Sevsinler sizin emperyalizminizi…

Trump Erdoğan’dan yüksek koltuğa oturunca “emperyalist zihniyet”, sandalyeler eşitlenince “değer verdiler”…

Ermeni tasarısı bir ülkenin Meclis ya da Senatosundan geçti mi “emperyalizm”, askıya alınınca veya reddedilince “tokat gibi yanıt”…

Milyarca lira karşılığında Abrahamlar, Leopardlar, Sikorskyler, Kobralar gelince “ulusal savunma”, silah satışına ambargo uygulanınca “pis emperyalistler”…

Volkswagen yatırım için Manisa’yı seçince “büyük zafer”, Suriye’deki operasyonu gerekçe gösterip yatırımı askıya alınca “emperyalist şirketten skandal açıklama”…

NATO’dan “Türkiye’yi anlıyoruz” açıklaması gelince bayram havası, “Türkiye ittifaktan uzaklaşıyor” dendiğinde “emperyalist küstahlık”…

ABD ile stratejik ortak olunca kadim dostluk, Kürt oluşumu ABD ile işbirliğine gittiğinde “emperyalist proje”…

Bir Amerikalı yetkili “Türk hükümetinin reformlarını destekliyoruz” diye buyurduğunda yan cebime koy, “hükümetin icraatlarından kaygılıyız” deyince “emperyalistler iç işlerimize karışıyor”…

Özetle ABD’sinden Fransasına, İngilteresinden Almanyasına önde gelen emperyalist ülkelerin emperyalist olup olmaması onların sizinle, Türkiye’deki siyasi iktidarla olan ilişkisine bağlı. Bu ilişki gerilince “emperyalizm”i keşfediyor, işler yolunda gidince emperyalizm-sömürgecilik filan hepsini unutuyorsunuz.

Sevsinler emperyalizminizi! 

Tam bir yalama olma hâli, ikiyüzlülük, kibirle eziklik arasında sıkışmışlık… Aynı zamanda değerler sisteminde muazzam bir aşınma…

Bütün bunları halka “ulusal çıkar” diye yutturuyorsunuz.
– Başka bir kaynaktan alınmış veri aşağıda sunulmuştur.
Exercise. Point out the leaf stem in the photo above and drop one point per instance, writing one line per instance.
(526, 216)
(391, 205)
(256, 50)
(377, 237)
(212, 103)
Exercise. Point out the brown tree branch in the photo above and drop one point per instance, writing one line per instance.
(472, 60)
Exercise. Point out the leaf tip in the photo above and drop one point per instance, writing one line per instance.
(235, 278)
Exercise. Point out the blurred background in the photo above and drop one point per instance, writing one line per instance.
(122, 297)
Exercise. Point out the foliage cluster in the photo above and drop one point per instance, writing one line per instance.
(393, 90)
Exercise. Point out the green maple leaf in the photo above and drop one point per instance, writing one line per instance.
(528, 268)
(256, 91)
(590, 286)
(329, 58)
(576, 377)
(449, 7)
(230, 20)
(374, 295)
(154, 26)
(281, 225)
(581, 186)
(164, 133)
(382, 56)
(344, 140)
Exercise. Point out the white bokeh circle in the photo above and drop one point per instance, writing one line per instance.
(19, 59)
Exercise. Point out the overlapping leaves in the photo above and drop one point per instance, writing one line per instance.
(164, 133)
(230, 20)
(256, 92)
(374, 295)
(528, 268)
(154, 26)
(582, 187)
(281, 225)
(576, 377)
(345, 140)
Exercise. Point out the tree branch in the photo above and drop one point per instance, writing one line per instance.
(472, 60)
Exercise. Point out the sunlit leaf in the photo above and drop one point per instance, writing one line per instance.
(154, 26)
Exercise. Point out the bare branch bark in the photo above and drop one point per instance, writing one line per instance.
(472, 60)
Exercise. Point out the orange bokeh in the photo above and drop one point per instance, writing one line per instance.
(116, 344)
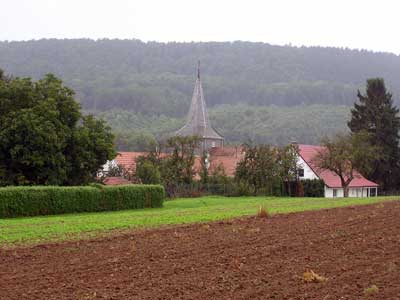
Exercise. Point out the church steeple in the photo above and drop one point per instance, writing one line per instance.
(198, 122)
(198, 69)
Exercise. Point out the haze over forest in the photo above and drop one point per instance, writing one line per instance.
(254, 91)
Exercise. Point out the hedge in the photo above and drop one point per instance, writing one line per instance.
(49, 200)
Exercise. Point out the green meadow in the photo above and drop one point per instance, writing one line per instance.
(36, 230)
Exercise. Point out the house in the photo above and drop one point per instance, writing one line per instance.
(358, 187)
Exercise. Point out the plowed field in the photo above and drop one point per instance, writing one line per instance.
(357, 249)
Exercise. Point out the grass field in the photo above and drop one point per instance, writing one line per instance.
(34, 230)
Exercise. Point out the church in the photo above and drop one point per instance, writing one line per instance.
(198, 124)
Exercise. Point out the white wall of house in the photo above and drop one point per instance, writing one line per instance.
(353, 192)
(106, 167)
(335, 192)
(308, 172)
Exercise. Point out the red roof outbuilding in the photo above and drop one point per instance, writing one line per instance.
(308, 152)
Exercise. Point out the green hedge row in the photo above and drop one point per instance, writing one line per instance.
(49, 200)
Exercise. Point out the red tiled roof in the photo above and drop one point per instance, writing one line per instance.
(228, 157)
(307, 152)
(116, 181)
(128, 159)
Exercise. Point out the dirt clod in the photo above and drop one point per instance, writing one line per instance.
(262, 259)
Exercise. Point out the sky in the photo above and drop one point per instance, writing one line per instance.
(356, 24)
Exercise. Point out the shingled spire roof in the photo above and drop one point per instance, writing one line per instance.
(198, 122)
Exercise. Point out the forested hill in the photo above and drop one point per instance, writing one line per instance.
(255, 91)
(157, 78)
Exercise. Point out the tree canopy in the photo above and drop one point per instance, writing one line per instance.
(376, 114)
(345, 155)
(44, 138)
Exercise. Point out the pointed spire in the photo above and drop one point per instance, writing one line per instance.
(198, 69)
(198, 122)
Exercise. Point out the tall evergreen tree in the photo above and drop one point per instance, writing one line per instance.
(376, 114)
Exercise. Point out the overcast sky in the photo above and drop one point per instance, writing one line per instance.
(360, 24)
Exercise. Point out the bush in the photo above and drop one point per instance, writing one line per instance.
(40, 200)
(313, 188)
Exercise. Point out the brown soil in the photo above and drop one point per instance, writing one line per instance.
(353, 248)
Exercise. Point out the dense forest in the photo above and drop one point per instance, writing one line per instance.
(255, 91)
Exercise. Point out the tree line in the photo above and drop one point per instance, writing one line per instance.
(44, 137)
(371, 147)
(157, 78)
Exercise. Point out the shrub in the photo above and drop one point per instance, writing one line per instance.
(313, 187)
(41, 200)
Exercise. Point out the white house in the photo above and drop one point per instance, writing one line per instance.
(358, 187)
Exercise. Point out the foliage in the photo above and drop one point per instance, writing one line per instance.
(312, 187)
(346, 153)
(40, 200)
(147, 172)
(44, 139)
(179, 165)
(274, 125)
(33, 230)
(270, 94)
(157, 78)
(376, 114)
(265, 168)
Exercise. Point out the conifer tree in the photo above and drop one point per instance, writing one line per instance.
(376, 114)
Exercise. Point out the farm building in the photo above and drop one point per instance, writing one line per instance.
(359, 186)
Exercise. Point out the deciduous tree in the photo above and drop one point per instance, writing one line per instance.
(345, 154)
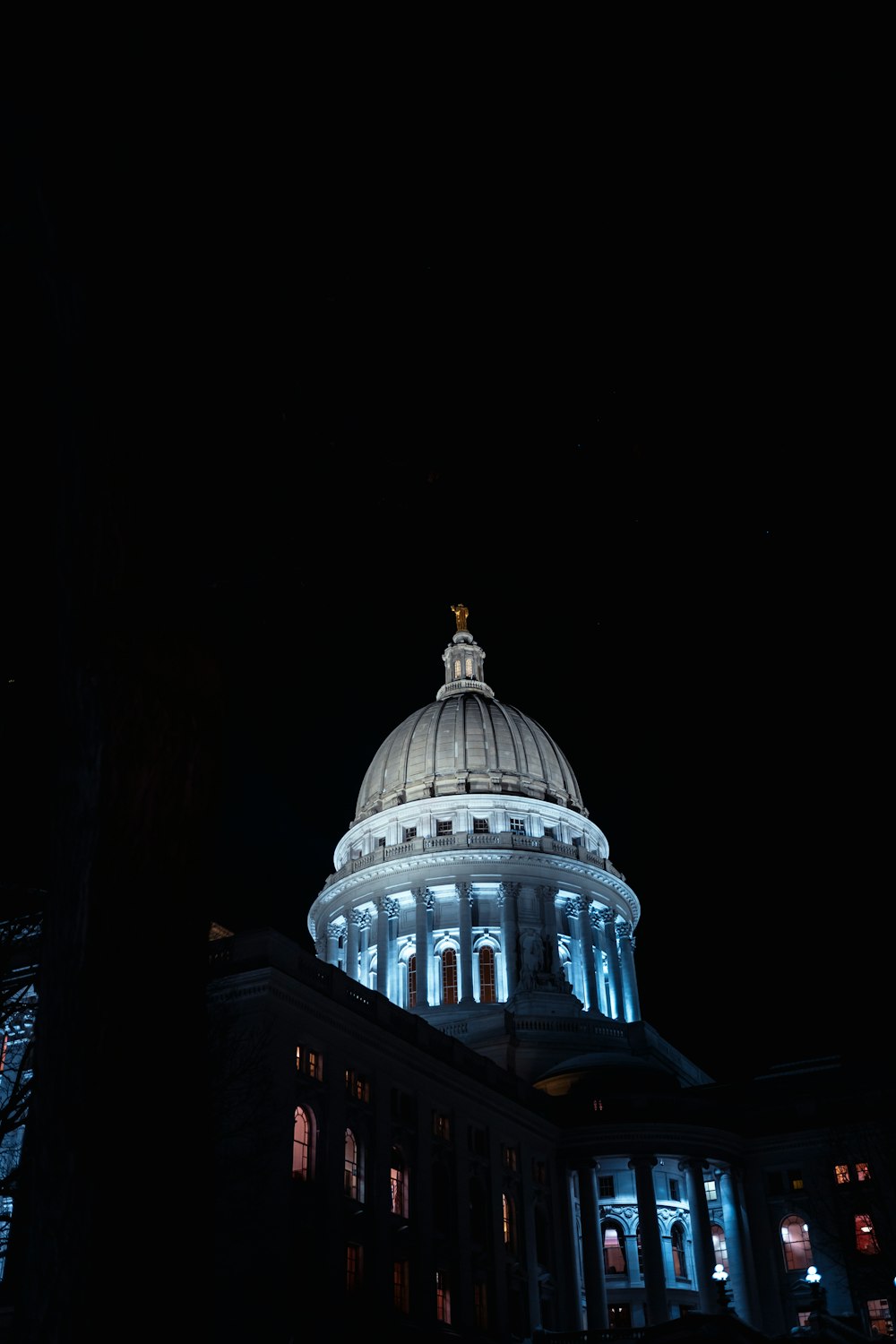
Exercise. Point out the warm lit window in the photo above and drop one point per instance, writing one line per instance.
(678, 1262)
(303, 1147)
(794, 1234)
(614, 1255)
(508, 1219)
(449, 976)
(866, 1239)
(398, 1183)
(719, 1246)
(354, 1266)
(487, 976)
(441, 1125)
(479, 1306)
(879, 1317)
(443, 1297)
(401, 1285)
(354, 1174)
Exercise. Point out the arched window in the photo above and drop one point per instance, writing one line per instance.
(449, 976)
(303, 1144)
(398, 1183)
(508, 1217)
(678, 1261)
(614, 1254)
(794, 1234)
(719, 1246)
(866, 1238)
(354, 1168)
(487, 976)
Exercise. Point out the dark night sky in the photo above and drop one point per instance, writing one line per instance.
(335, 401)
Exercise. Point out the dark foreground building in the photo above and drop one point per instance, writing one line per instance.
(452, 1123)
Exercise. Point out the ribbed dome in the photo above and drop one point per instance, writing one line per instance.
(468, 744)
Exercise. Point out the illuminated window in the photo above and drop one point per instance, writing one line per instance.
(508, 1220)
(678, 1261)
(354, 1168)
(794, 1234)
(879, 1317)
(719, 1245)
(401, 1285)
(443, 1297)
(354, 1266)
(303, 1145)
(441, 1125)
(866, 1239)
(449, 976)
(487, 976)
(614, 1255)
(398, 1183)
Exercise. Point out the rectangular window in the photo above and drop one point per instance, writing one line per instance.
(354, 1268)
(443, 1297)
(441, 1125)
(401, 1285)
(879, 1317)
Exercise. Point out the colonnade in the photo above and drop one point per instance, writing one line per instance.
(740, 1279)
(595, 938)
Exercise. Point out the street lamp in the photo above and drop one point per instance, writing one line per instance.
(720, 1274)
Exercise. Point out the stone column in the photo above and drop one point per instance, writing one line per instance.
(465, 910)
(595, 1285)
(352, 943)
(737, 1241)
(704, 1260)
(549, 924)
(597, 935)
(654, 1279)
(616, 1002)
(422, 900)
(629, 978)
(508, 894)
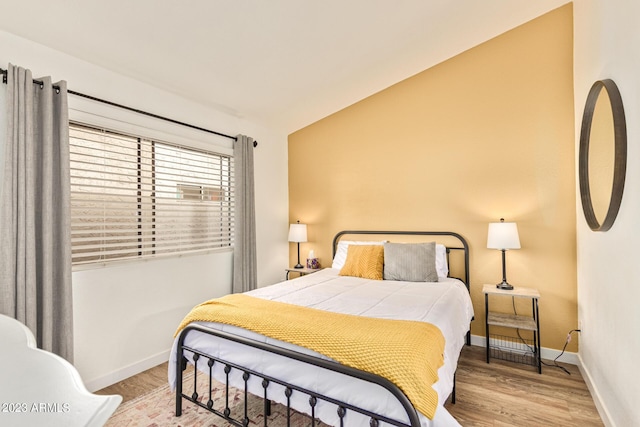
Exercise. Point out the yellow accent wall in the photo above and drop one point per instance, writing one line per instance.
(484, 135)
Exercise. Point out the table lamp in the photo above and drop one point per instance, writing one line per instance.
(298, 233)
(503, 236)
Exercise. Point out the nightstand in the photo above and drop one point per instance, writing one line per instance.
(302, 271)
(513, 349)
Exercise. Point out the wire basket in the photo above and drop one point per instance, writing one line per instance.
(513, 349)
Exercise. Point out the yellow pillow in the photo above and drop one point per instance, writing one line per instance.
(366, 261)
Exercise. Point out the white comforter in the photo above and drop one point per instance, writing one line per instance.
(446, 304)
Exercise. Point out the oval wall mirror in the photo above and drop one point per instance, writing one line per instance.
(602, 155)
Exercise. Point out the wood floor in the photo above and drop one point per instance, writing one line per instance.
(498, 394)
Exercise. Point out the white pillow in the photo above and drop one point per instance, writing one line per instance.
(441, 260)
(341, 255)
(341, 252)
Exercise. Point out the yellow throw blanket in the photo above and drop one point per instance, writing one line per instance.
(408, 353)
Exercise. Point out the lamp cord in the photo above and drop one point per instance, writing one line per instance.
(555, 361)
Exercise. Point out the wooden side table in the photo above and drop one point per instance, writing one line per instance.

Efendiler, dünyanın merkezinde siz yoksunuz; kendinize ağam-paşam denmesinden hoşlanabilirsiniz ama kurtlar sofrasında rekabete giriştiğiniz dünyanın gerçekliği sizin keyfinize göre değişmiyor. Emperyalizm bugünkü dünyanın olgusu. Varlığını büyük tekellere, kutsadığınız piyasa ekonomisine borçlu. Sayısız kez söyledik, bugün kapitalizme karşı olmadan emperyalizme karşı olmanın bir karşılığı yok. Bunun sizin için bir anlamı bulunmuyor elbette, ne de olsa piyasaya tapıyor, bir yandan siyaset bir yandan ticaret yapıyorsunuz. İstiyorsunuz ki, en gelişkin silahlar sadece size satılsın, uluslararası tekeller yatırım için bir tek Türkiye’yi seçsin, her sabah Berlin-Vaşington-Paris-Londra koro halinde “en değerli müttefikimiz Türkiye’dir” diye anons geçsin… 

Güçlü emperyalist ülkelerin pek sevdiği, tercih ettiği ruh halidir bu. Bu ruh halini fırsata çevirip her yerde kullanışlı aptallar bulurlar. 

Bütün isteğiniz, onların değerlisi olmak. Daha da iyisi, onlar gibi olmak!

Evet arzunuz budur.

Yanıtımızsa, kahrolsun emperyalizm. Her yerde, her zaman, ikirciksiz! Dün Kore’de, Vietnam’da, Cezayir’de, Şili’de, Arjantin’de; kahrolsun emperyalizm! Bugün Venezuela’da, Bolivya’da, Suriye’de, nerede ve nasıl kan döküyorsa, nerede nasıl var oluyor, hangi kaynaklardan besleniyorsa; kahrolsun emperyalizm!